The lease deal as presented to the commission, said another Marine View Drive resident, Steve Shelton, would leave homeowners uncertain of their future and anxious that the port could move at any time to force them from their homes.

The port bought the slim, 17-acre parcel north of East 11th Street from Foss Maritime in 2005. The land is occupied by a small linear neighborhood of over-water homes, many of them dating from decades ago when they began their existence as netsheds or crab shacks.

The port owns the land on which those homes rest. All of the homes, with the exception of one that is owned by the port, are privately owned. The port rents those homeowners the land on a month-to-month basis.

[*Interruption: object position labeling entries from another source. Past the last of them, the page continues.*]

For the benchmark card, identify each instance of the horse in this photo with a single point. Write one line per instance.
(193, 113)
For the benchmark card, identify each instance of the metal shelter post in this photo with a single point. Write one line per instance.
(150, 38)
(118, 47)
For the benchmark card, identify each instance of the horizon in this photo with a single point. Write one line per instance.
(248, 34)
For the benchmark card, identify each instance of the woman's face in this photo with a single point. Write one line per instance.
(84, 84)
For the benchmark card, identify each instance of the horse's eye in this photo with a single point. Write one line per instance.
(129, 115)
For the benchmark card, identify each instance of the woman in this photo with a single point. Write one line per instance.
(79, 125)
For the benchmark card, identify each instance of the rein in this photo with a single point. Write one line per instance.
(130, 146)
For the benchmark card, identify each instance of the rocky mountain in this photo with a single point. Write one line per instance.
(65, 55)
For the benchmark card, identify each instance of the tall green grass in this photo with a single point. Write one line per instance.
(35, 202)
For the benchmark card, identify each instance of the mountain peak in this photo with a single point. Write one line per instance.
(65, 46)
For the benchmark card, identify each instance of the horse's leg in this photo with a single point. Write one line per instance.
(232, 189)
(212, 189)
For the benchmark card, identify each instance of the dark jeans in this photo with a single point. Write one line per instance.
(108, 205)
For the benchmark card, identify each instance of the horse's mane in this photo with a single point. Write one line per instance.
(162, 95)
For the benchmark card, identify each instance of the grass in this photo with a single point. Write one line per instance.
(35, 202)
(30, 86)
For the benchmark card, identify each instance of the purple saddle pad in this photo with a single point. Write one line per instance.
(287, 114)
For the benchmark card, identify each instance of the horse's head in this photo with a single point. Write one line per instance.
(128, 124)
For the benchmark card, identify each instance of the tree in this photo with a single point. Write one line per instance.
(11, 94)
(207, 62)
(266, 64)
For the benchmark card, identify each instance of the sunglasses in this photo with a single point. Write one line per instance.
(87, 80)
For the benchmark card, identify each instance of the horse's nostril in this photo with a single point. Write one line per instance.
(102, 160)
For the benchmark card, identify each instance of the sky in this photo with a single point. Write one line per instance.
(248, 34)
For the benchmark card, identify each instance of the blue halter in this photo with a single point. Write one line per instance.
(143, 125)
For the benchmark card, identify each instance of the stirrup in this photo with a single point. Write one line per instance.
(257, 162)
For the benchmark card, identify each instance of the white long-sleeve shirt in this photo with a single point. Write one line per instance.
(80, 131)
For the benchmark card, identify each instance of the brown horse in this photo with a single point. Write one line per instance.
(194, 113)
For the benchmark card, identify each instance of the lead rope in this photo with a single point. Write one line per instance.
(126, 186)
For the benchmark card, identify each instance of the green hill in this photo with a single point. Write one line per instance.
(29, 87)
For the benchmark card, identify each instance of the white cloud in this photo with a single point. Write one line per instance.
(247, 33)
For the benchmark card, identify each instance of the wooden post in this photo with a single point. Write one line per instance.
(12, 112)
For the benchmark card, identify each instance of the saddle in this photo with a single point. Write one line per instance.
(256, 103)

Port real estate officials have proposed a new, more formal lease for the land that would set new rental rates, provide for annual rent increases and require homeowners to pay leasehold taxes and provide insurance for their rented property.

But perhaps the most controversial provision of the proposed lease deal is one that would allow the port at its sole discretion to terminate the leases if it needed the property for other purposes. Senior environmental project manager Jason Jordan told commission members the port would give homeowners a six-month notice if it needed them to vacate.

The proposed lease provides homeowners the opportunity to sell their homes to the port during the first 12 months of the lease. After that offer expires, the port wouldn’t buy their homes if they were asked to move or if they were forced to move for other reasons such as ill health, said Jordan.

Homeowners would have the choice of either moving their homes or abandoning them and watching the port demolish them.

Jordan said the port has no immediate plans for the property, but long-range plans call for the homes to be razed and the waterfront area converted to an environmental mitigation site.

Residents said they had been good stewards of the land, cleaning up the debris that washes onto their property and protecting the property from erosion.

Residents said that the port’s proposal could potentially destroy their unique, historic neighborhood, force aging homeowners out of residences where they’ve lived for decades and end the possibility that present residents could pass their homes onto family members.

If the port didn’t move earlier to ask residents to leave, homeowners could stay until they died or moved to another residence.

“We could be the last generation to live in these homes,” said Shelton.

Port commissioners said the issue of a new agreement needs to be settled soon.

Several commission members including Don Meyer, Don Johnson and Connie Bacon said the port’s short, 12-month buyout window seemed too restrictive.

They asked the port’s chief executive, John Wolfe, to take a second look at that provision in the proposed lease deal to see whether the port could reach an agreement with the neighborhood.